Why you may be paying more for metal-based products next year
Copper, nickel, zinc, all considered hard to get (not rare, like Gold, but difficult in mining), and used in products we take for granted. But perhaps as early as this year or next January, products utilizing these, and even other base metals, could be going up in price. As if inflation wasn't already being goosed up by rising food prices, now possibly add the iPod and stapler! Well, OK, maybe not the iPod, but staplers are still in demand! A good source of the raw materials comes from Australia.
The good folks over there have been a proven source for a very long time, whether downs and ups in these commodities. For the past several years, they've been on the up, riding on the commodities bull. Yet, as the Wall Street Journal is reporting, they are now becoming a victim of their own success.
The turnaround highlights an important change in the world's mining industry. A few years ago, demand was rising so quickly, and supply was so tight, that almost any new project seemed attractive.

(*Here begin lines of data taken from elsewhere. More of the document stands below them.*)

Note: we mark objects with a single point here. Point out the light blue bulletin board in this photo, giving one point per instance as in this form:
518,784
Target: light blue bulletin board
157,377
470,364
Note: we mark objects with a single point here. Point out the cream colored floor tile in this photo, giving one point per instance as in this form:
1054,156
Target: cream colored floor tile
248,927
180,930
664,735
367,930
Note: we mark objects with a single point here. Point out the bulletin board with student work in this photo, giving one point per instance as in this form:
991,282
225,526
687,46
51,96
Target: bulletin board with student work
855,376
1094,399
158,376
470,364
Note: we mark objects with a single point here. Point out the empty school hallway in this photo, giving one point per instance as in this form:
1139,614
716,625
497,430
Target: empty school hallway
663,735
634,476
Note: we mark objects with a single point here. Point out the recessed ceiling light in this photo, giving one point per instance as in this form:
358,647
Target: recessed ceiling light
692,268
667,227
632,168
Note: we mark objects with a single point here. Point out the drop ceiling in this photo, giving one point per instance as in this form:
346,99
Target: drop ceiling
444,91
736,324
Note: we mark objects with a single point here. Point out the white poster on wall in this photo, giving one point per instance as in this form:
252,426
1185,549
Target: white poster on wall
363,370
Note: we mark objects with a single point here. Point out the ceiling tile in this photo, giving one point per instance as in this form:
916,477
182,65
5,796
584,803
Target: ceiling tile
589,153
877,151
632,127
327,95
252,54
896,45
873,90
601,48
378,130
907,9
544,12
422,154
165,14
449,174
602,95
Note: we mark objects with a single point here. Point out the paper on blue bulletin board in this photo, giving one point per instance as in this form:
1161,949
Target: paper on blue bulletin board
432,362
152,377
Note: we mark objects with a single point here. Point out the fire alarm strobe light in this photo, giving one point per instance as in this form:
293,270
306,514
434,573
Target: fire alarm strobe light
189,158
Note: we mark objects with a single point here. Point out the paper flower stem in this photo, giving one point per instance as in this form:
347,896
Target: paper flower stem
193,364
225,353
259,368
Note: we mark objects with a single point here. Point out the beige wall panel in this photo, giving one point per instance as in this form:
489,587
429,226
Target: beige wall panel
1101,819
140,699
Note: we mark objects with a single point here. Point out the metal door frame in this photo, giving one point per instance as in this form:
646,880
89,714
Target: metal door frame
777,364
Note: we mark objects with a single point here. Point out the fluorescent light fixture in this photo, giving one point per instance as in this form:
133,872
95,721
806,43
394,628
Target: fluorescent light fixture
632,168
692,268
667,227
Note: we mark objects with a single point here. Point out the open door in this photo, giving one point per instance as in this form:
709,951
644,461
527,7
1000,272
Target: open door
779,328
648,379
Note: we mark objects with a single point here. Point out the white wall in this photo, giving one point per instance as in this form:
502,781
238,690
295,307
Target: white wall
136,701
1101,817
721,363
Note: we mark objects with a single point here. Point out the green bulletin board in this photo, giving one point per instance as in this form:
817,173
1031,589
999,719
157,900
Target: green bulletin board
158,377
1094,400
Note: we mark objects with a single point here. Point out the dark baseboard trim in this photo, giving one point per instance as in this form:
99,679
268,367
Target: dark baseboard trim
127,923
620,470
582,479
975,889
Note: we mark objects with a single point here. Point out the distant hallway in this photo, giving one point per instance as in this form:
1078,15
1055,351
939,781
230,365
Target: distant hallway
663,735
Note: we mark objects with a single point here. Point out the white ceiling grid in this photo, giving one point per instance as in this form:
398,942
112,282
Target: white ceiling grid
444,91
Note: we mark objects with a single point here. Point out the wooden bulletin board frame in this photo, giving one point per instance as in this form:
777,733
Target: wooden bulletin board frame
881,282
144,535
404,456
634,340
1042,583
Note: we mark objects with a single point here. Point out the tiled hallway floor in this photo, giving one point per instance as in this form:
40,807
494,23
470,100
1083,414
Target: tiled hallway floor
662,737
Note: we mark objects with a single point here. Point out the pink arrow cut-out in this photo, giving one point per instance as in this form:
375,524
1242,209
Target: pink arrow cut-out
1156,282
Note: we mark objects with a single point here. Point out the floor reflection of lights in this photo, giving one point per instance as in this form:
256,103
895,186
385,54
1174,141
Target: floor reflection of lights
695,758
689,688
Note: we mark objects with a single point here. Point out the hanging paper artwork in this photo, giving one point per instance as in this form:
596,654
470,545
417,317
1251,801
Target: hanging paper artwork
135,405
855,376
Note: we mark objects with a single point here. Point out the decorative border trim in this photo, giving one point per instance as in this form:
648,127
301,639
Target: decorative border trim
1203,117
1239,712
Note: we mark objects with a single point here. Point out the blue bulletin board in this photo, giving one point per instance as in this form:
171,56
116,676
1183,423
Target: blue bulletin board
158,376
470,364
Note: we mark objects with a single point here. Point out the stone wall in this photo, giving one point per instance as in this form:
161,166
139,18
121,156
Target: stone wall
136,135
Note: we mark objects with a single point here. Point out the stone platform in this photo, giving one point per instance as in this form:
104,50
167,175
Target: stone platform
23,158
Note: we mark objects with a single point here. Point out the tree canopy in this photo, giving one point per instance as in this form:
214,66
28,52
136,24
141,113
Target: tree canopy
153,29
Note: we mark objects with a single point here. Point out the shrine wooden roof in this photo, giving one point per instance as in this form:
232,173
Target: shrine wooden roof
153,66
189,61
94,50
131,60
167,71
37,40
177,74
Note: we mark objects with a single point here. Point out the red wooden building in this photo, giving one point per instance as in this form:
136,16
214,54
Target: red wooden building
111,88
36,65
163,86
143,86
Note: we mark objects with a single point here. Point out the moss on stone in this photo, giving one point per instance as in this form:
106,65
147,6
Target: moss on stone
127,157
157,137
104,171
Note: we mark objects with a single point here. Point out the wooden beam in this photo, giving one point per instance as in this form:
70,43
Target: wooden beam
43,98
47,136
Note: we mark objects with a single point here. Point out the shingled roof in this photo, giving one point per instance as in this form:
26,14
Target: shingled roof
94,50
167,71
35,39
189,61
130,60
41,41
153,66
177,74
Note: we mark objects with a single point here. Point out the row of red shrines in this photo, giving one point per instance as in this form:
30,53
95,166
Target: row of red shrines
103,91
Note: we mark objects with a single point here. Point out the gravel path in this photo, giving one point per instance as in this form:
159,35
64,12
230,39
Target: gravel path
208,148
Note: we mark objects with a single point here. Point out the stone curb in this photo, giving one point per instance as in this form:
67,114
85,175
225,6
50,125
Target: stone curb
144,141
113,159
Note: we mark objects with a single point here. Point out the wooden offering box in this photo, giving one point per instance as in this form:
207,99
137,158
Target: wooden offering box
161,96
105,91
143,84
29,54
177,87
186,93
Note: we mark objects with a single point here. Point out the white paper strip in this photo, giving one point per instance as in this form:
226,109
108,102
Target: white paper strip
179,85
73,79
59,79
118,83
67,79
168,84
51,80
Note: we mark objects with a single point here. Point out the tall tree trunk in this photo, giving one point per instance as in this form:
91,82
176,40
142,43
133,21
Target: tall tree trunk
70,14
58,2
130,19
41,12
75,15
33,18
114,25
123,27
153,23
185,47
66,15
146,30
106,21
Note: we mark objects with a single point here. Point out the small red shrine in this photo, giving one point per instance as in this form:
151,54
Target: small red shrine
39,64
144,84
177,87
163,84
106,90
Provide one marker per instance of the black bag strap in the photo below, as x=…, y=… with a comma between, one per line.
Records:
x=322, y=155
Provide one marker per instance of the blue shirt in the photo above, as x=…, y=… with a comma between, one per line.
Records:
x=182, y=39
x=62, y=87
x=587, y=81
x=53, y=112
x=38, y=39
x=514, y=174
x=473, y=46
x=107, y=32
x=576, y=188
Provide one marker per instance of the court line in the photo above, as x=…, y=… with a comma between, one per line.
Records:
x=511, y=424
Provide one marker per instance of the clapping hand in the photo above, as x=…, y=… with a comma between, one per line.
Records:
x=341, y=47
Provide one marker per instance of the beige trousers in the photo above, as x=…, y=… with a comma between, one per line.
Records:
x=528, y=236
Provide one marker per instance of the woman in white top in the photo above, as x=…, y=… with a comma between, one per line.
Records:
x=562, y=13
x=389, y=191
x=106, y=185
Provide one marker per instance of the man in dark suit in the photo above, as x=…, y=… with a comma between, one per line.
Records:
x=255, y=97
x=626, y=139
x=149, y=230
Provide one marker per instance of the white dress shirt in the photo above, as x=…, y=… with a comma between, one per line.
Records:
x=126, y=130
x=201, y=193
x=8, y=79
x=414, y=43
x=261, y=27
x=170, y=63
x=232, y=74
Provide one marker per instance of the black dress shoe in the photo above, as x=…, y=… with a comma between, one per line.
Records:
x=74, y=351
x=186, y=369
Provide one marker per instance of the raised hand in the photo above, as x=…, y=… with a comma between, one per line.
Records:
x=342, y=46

Since then, costs have surged and demand has started to wane. As a result, analysts say, some of the newer and higher-cost mines coming online are likely to struggle to deliver returns -- even if demand for commodities continues to boom. Costs for miners vary widely depending on location of the mine, quality of the ore and local tax regimes, making it difficult for investors to pick out which projects could face risks in the new environment.
It may seem odd that some mines don't work at a time "when there seems to be a world-wide shortage of minerals," says Neil Boyd-Clark, a portfolio manager at Fortis Investments in Australia. But "times are more difficult than they were a while back."
- excerpt from "High Costs Dig Into Mine Profits", Wall Street Journal, 2008.
Essentially, the costs associated to these bullish commodities has caught up. A few years back when I was visiting California, I went to one of those prospector tourists sites, you know where they let you panhandle for supposedly gold (all I got was a few pebbles and some dead bugs). Anyways, you learned that outside of a few lucky individuals, the real winners of the gold rush were the suppliers of things like those panhandles. As the gold fever increased, so did prices for those items. Eventually miners figured costs were too high and not much gold was being discovered, and things collapsed. This is the sorta thing you're seeing here.
These companies are actually in a squeeze, as many have committed themselves (and their shareholders and royalty-collecting governments) to some of these digs. Yet the price of the stuff being mined has dropped considerably. The commodities bull run isn't over, as the WSJ noted, but analysis for the costs associated to the price they thought they would get are now obsolete. In a way, it's almost like what the average middle class person is going through; a sort of stagflation, where income-producing assets are falling, yet costs are rising. The largest cost increase, it seems was energy.
At the end of the day though, these companies will do the one thing they always do, pass the cost on to you. That giant industrial park known as China will continue producing goods, and continue buying those precious minerals, folks like BHP Billiton figure. Manufacturers will see their materials costs rise, they in turn will raise have raise their prices. Everyone soon becomes that panhandler salesperson.